Gray Stanley Becker Discrimination

Gray Stanley Becker Discrimination

Although Becker's writings range far and wide, we can trace a logical development and a methodological consistency in his work. The signs are there in his first major publication, The Economics of Discrimination (Becker, 1957, 1971). This monograph, based on his doctoral thesis, appeared when Becker was 27. By his own account, it was 'greeted with indifference or hostility' by fellow economists. Given the intellectual atmosphere of the mid-1950s this is probably explicable. Exercises in microeconomic reasoning of this kind may have seemed unattractive to an economics profession still heady with enthusiasm for the apparent achievements of Keynesianism, particularly since the work hints at some of those characteristically Chicagoan reserv­ations about the benignity of government action.

The book starts from the position that economic inequality between two groups - blacks and whites, women and men or whatever -is not of itself evidence of discrimination in a market economy. In such an economy, variations in earnings, for instance, can be expected to occur between individuals or groups on a systematic basis, reflecting variations in marginal produc­tivity and hours worked. What is needed is to separate out differentials due to variations in such factors as education, skills and job experience, in order to leave a residual due to 'pure' discrimination, Becker's primary concern.1 To this end, Becker defines a 'market discrimination coefficient',2 which in principle would measure the extent of this residual. What Becker is attempting to show is that 'pure' discrimination is simply a special kind of taste which, like the taste for apples or (Becker's pre-Women's Lib example) Hollywood actresses, can be analysed in economic terms. As with these other commodities, 'pure' discrimination's consumption is conditional upon variables such as income and price.

The - highly controversial - point that Becker is making is that discrimination in this sense is not, as is usually assumed, a means of raising the discriminator's money income, but actually imposes costs on the discriminator as well as the party discriminated against. Where discrimination exists, then, the discriminator is evidently willing to pay these costs in exchange for the benefit of indulging a taste.

The argument rests on a clever analogy with international trade. Suppose there are two economies, Whiteland and Blackland, which initially do not engage in trade. Within each country, however, perfect competition is the rule. This means, as the neoclassical textbooks tell us, that the incomes of owners of factors of production will reflect relative factor scarcities. Thus in Whiteland, where labour is assumed to be scarce and capital abundant, wages will be relatively high and rates of profit will be relatively low. By contrast, Blackland (where labour is abundant and capital scarce) is characterised by low wages and high rates of profit.

If trade and factor mobility are now permitted, theory predicts that labour and capital movements will occur, so that the long-run result is that profit rates and wage rates will each be equalised in the two economies. As a result of resources moving from areas where their marginal productivity is low to those where it is high, total 'world' output is increased.

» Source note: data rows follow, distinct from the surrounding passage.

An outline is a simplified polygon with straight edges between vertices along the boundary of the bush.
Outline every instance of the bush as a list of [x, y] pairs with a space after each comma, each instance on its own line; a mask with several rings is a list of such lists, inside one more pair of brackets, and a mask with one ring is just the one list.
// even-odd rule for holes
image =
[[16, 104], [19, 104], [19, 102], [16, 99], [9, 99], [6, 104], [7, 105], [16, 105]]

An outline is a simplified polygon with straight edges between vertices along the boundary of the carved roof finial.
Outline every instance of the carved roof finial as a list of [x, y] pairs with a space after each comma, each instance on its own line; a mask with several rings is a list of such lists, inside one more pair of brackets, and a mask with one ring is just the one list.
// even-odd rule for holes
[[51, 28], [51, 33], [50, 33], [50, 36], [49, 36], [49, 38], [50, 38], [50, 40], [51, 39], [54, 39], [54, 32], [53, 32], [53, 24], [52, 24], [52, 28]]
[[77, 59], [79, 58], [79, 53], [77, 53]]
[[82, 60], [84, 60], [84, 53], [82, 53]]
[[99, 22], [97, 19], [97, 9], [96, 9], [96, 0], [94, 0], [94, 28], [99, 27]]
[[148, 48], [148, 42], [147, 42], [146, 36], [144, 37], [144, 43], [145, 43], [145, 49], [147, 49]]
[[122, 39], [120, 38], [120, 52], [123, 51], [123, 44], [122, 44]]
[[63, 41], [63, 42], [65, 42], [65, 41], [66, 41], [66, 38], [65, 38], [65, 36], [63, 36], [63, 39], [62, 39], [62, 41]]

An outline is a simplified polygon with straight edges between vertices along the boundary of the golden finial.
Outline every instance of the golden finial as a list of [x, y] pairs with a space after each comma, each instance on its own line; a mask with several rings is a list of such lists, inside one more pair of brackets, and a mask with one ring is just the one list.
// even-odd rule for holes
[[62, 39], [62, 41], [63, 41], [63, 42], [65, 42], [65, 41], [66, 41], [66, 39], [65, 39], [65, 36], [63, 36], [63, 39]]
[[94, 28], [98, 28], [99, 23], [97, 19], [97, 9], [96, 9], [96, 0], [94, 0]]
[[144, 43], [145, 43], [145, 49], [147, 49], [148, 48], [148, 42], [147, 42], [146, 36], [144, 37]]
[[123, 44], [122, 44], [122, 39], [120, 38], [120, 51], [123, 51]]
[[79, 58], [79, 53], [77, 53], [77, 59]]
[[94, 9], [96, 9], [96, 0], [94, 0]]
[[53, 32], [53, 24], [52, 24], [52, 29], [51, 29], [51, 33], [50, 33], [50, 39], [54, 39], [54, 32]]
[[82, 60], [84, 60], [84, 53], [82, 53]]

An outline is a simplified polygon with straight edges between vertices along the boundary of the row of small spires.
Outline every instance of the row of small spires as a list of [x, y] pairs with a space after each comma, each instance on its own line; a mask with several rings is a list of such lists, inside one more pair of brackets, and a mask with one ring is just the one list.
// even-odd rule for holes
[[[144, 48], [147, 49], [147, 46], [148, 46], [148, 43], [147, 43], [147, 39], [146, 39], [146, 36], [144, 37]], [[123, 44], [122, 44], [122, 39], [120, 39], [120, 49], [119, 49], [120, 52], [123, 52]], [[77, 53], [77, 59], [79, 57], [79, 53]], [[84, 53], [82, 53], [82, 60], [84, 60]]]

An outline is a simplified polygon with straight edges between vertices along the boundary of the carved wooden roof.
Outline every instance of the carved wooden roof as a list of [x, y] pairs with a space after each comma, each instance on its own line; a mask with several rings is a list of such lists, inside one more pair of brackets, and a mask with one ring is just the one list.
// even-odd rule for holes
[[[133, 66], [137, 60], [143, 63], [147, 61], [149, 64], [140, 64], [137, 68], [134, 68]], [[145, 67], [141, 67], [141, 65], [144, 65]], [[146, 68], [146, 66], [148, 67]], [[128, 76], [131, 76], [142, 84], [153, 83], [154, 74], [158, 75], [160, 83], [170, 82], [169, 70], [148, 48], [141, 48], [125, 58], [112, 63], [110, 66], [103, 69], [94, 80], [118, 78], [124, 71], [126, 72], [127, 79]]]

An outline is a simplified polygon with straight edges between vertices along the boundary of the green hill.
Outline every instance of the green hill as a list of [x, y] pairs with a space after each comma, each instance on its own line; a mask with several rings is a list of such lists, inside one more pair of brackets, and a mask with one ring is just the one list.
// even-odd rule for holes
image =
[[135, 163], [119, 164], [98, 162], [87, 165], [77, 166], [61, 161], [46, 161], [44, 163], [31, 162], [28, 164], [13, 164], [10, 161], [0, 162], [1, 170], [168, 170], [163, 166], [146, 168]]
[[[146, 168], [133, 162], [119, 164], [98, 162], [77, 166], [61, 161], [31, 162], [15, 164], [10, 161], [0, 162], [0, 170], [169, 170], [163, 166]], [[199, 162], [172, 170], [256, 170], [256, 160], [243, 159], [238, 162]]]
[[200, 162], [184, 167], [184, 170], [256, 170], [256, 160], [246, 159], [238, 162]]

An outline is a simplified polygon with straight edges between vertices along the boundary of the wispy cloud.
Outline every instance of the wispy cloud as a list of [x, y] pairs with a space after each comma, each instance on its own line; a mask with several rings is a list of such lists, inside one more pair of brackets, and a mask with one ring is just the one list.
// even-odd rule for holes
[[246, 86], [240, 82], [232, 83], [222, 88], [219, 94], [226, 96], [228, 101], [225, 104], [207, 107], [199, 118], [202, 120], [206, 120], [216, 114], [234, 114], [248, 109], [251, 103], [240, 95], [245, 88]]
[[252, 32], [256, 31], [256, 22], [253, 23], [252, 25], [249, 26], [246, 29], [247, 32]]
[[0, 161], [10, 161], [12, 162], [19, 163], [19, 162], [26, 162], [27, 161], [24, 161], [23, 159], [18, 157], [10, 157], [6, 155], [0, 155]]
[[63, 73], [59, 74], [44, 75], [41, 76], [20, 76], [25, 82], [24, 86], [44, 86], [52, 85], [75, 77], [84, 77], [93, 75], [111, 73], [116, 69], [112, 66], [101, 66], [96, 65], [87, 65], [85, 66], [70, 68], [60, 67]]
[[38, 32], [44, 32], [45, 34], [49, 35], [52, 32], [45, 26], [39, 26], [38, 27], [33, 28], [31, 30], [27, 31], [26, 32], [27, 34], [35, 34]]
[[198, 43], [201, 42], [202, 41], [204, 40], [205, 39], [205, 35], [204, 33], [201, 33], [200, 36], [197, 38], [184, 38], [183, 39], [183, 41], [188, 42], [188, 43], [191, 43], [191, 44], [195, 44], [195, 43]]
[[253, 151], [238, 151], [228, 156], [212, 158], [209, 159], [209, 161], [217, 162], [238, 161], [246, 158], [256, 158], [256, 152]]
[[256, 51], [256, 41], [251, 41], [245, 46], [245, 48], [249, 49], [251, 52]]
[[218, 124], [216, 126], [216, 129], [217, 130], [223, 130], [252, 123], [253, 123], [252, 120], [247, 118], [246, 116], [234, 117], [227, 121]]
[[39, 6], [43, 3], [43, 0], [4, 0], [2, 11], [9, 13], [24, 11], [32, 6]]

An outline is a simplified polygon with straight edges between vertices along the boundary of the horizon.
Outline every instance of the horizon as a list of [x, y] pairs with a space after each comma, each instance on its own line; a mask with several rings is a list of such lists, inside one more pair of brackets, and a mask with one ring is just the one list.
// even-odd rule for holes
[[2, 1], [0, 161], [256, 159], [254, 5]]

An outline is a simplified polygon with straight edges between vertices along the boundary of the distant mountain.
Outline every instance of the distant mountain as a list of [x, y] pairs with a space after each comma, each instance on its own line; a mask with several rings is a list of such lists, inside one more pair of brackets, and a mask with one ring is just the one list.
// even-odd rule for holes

The analogy is obvious, and the conclusion important: just as both of these 'countries' can in principle gain from trade and mobility, so can (for example) both blacks and whites in an economy gain from the absence of discrimination, which in this context seems equivalent to some form of trade barrier;3 or, to put it differently, both blacks and whites can lose from discrimination.

Lack of space precludes the detailed examination of the implications of Becker's argument, and indeed of the many objections which have been raised to it. Most of these objections have centred on the assumption of perfect competition in his model: if such a condition is dropped, optimal tariff theory suggests that in some cases discrimination (while reducing total output) could increase the income of the discriminating group, which would undermine Becker's whole analysis. Becker, however, is clearly aware of this criticism, and it is instructive to see why he must reject it. He believes that so pervasive a phenomenon as discrimination cannot be adequately explained by market imperfections - for market imperfections, most Chicago economists agree, disappear in the long run.

We already see, then, in Becker's first important publication, two central features of his work: the insistence on using given preferences, costs and incomes to define a situation where in­dividuals make decisions, and the concern with long-run equilibrium.